Nach ihrer Festnahme in Nordrhein-Westfalen sitzen drei mutmaßliche Islamisten in Untersuchungshaft. Die 23- und 25-Jährigen sollen sich der Terrorgruppe Junud al-Sham angeschlossen haben.


Nach ihrer Rückkehr aus Syrien sind in Bonn und Dortmund mutmaßliche dschihadistische Kämpfer festgenommen worden. Bei den Verdächtigen handele es sich um Männer im Alter von 23 und 25 Jahren, die sich der terroristischen Vereinigung Junud al-Sham ("Die Soldaten Syriens") angeschlossen haben sollen. Das teilte die Bundesanwaltschaft in Karlsruhe mit.
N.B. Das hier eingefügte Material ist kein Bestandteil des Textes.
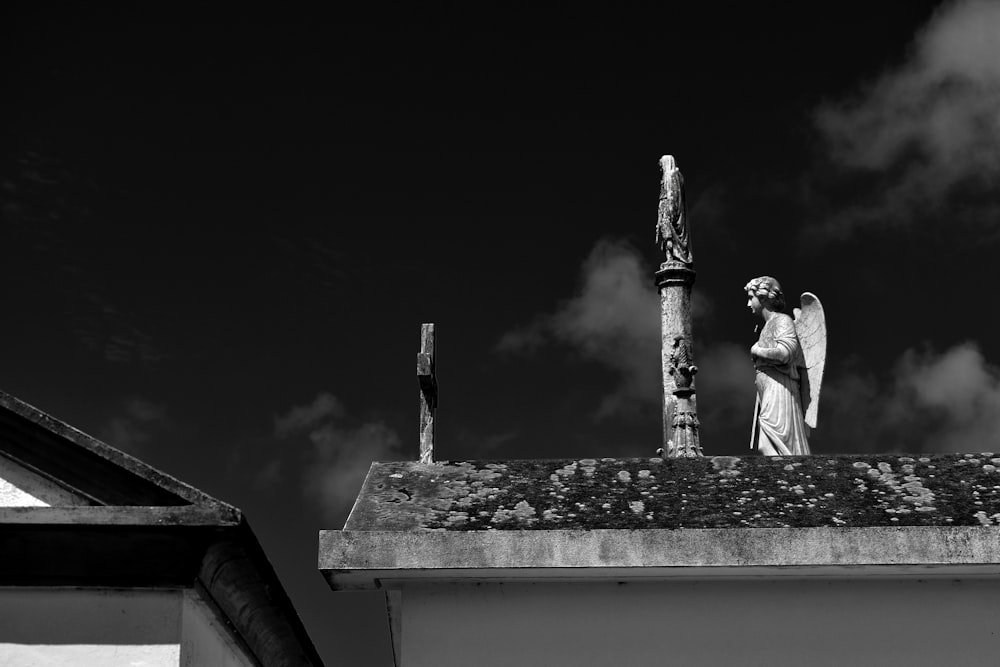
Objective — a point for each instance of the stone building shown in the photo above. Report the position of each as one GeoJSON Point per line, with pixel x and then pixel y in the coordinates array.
{"type": "Point", "coordinates": [107, 561]}
{"type": "Point", "coordinates": [812, 560]}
Die drei Verdächtigen seien nach ihrer Festnahme am Mittwoch im Bereich der Polizeipräsidien Bonn und Dortmund einem Ermittlungsrichter des Bundesgerichtshofs vorgeführt worden. Seitdem sitzen sie in Untersuchungshaft.

Die drei Männer sollen im Herbst 2013 nach Syrien ausgereist sein. Sie hätten dort eine Kampfausbildung erhalten und Wachdienste übernommen. Der 23-Jährige mit deutscher und marokkanischer Staatsangehörigkeit sei im Januar vergangenen Jahres nach Deutschland zurückgekehrt, ein 25-Jähriger mit deutscher, polnischer und libanesischer Staatsangehörigkeit habe sich im Kampf oder bei einer Übung an der Hand verletzt und sei bereits im Dezember 2013 nach Deutschland zurückgereist.

Ein weiterer 25-Jähriger mit deutscher und afghanischer Staatsangehörigkeit sei im November 2013 aus familiären Gründen nach Deutschland zurückgekehrt.